Quelques heures après avoir appris que son mari Alexeï Navalny était probablement mort dans une colonie pénitentiaire russe isolée, Ioulia Navalnaïa a fait une apparition imprévue à la conférence de Munich sur la sécurité pour dire aux dirigeants occidentaux qui elle tenait pour responsables.
« Si cela est vrai, je veux que Poutine et tout son entourage, les amis de Poutine et son gouvernement sachent qu’ils seront tenus responsables de ce qu’ils ont fait à notre pays, à ma famille et à mon mari.

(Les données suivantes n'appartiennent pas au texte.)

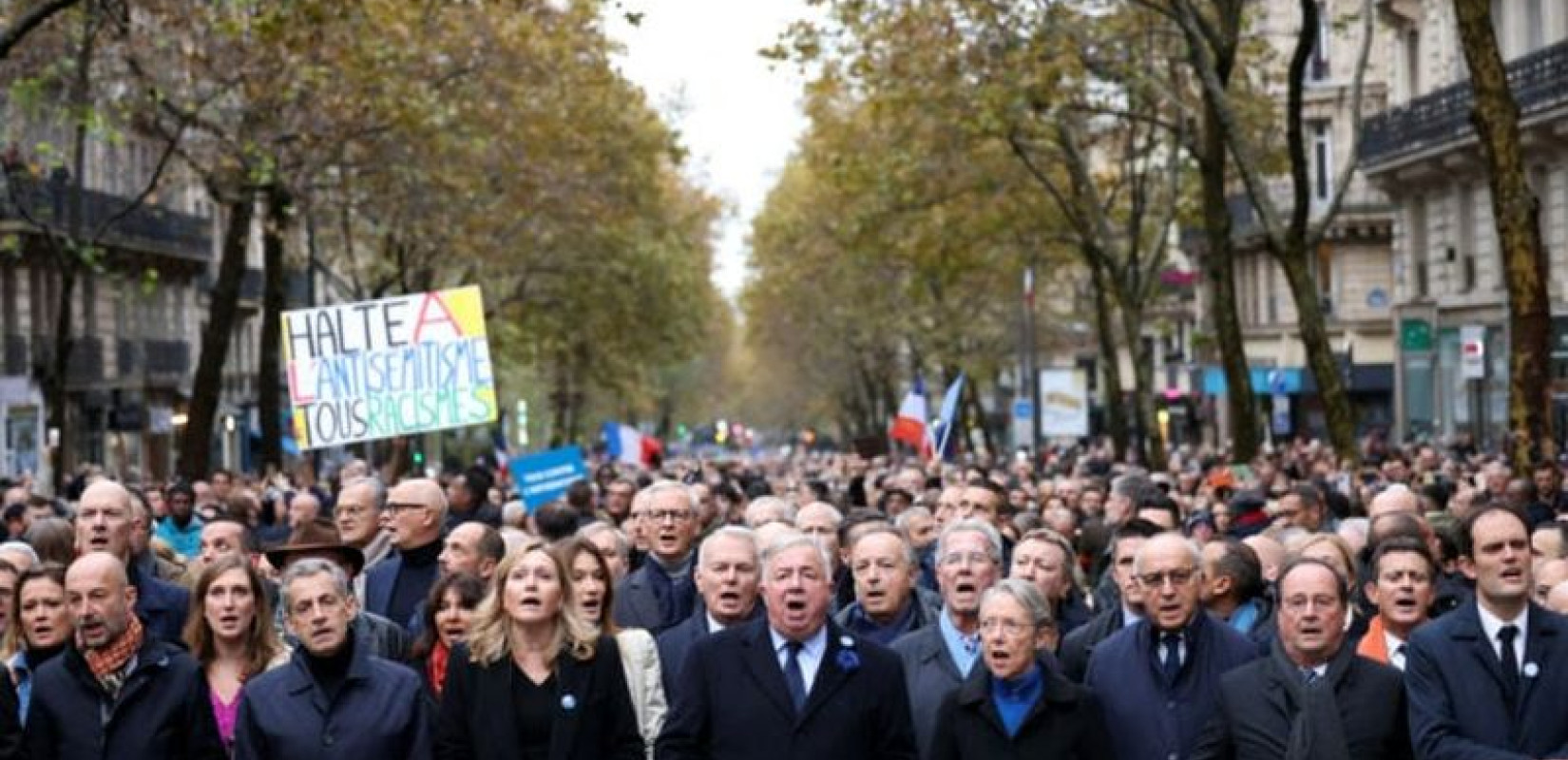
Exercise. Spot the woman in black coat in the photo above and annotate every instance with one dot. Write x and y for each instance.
(1018, 706)
(533, 682)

Et ce jour viendra très bientôt », a déclaré Navalnaya.
Pourtant, la mort du charismatique militant anti-corruption à 47 ans, annoncée vendredi par les autorités pénitentiaires de la ville de Kharp, dans le cercle polaire arctique, signifie que la « belle Russie du futur », dont Navalny parlait souvent comme un idéal, n’a jamais paru aussi lointaine. .
Vladimir Poutine devrait prolonger son règne de deux décennies jusqu’en 2030 au moins lors des élections présidentielles du mois prochain. Ses quelques adversaires sérieux sont morts, en prison ou n’ont pas le droit de se présenter.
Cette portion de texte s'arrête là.